I dunno for certain, but I believe it is OK.

Entities can be decieving because of the way acknex 'recycles' the memory they use.

Often you will completely and correctly remove an entity and all its resources,
but only a part of that memory get given back to the OS.
BUT, acknex will re-use that memory later even though there is no known (to me)
"user accessable" way of knowing the memory is currently sitting in
acknex's recycle bin... Its all to do with the way the nexus is managed.
(NOTE: When the engine exits, then ALL the memory is returned BTW)

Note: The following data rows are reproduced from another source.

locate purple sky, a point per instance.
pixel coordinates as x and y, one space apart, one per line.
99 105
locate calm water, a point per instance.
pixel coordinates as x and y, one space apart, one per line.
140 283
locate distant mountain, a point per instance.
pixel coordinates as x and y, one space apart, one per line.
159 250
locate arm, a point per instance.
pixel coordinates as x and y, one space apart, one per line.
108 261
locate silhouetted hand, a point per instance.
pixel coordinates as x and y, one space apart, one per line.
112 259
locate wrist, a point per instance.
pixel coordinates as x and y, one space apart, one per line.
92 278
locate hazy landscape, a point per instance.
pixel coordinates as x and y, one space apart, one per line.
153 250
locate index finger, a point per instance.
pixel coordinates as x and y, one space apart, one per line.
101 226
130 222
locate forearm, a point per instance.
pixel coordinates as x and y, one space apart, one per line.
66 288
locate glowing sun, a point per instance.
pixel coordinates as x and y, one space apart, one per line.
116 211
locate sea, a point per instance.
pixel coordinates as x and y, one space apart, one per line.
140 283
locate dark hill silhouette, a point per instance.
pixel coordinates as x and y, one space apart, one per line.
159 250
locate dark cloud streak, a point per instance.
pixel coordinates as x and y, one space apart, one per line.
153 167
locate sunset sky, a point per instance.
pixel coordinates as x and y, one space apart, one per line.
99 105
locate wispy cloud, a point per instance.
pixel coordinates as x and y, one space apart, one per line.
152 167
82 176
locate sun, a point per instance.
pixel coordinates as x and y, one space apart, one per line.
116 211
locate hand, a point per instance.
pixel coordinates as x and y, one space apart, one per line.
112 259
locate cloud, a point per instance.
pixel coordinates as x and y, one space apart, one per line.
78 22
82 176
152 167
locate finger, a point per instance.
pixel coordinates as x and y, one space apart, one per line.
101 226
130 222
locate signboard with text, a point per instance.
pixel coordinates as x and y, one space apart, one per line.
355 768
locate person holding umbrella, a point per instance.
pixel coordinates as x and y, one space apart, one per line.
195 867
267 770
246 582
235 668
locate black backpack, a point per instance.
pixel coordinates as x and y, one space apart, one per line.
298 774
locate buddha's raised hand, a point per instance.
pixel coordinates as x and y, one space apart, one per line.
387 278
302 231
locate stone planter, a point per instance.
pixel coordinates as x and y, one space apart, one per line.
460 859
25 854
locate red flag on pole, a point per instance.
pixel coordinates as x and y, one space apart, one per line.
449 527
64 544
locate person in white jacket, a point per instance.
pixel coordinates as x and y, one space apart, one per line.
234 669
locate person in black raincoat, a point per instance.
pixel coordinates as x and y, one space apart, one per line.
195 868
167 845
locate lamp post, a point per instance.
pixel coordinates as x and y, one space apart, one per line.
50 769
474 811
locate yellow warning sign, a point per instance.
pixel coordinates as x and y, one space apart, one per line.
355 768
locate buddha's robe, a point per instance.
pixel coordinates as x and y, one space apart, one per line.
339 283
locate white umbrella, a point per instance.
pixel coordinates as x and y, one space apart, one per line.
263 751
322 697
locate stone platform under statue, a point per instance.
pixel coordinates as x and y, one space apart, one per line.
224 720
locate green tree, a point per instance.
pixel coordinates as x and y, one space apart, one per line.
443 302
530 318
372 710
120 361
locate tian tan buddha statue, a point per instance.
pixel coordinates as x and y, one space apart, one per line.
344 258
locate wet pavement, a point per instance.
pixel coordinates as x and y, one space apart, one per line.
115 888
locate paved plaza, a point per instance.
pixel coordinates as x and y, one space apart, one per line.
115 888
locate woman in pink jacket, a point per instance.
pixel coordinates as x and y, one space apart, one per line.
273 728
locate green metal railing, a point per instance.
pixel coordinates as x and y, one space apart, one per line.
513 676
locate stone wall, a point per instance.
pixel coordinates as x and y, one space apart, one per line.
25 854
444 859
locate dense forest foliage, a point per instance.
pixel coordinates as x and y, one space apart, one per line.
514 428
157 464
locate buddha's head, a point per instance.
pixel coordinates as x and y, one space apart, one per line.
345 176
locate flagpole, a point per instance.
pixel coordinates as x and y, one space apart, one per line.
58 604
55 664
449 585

To be able to test a similar problem with entities some time ago, I had
to set up a script that created around 100 entities per frame for about
10 frames, then remove the 10 oldest and create 10 new ones every frame.
This made the engine hover at around 1000 entities constantly being created,
living for 10 frames, and then being removed.

When I ran it the first time, it shocked me by climbing to nearly 700 Mb usage
in less than a minute... but then it dropped down ... and spiked to 800 ...
then dropped again ... and EVENTUALLY stabalised at around 400 mb.

This was with some very system-hungry models BTW.


So if you set up a script similar to mine above but use ptr_remove instead
of ent_remove, you can give it a valid test....
Set it running, stare in horror for the first minute, then walk away from it
and make a cup of coffee, or have a smoke (IF you are a smoker of course).

You could also set up a counter to register HOW MANY entities have been created
so far... That will make you feel better.

But in a nutshell, if it eventually crashes, there is a problem, but I
suspect that it will work fine, barring a few 'spikes' here and there.


"There is no fate but what WE make." - CEO Cyberdyne Systems Corp.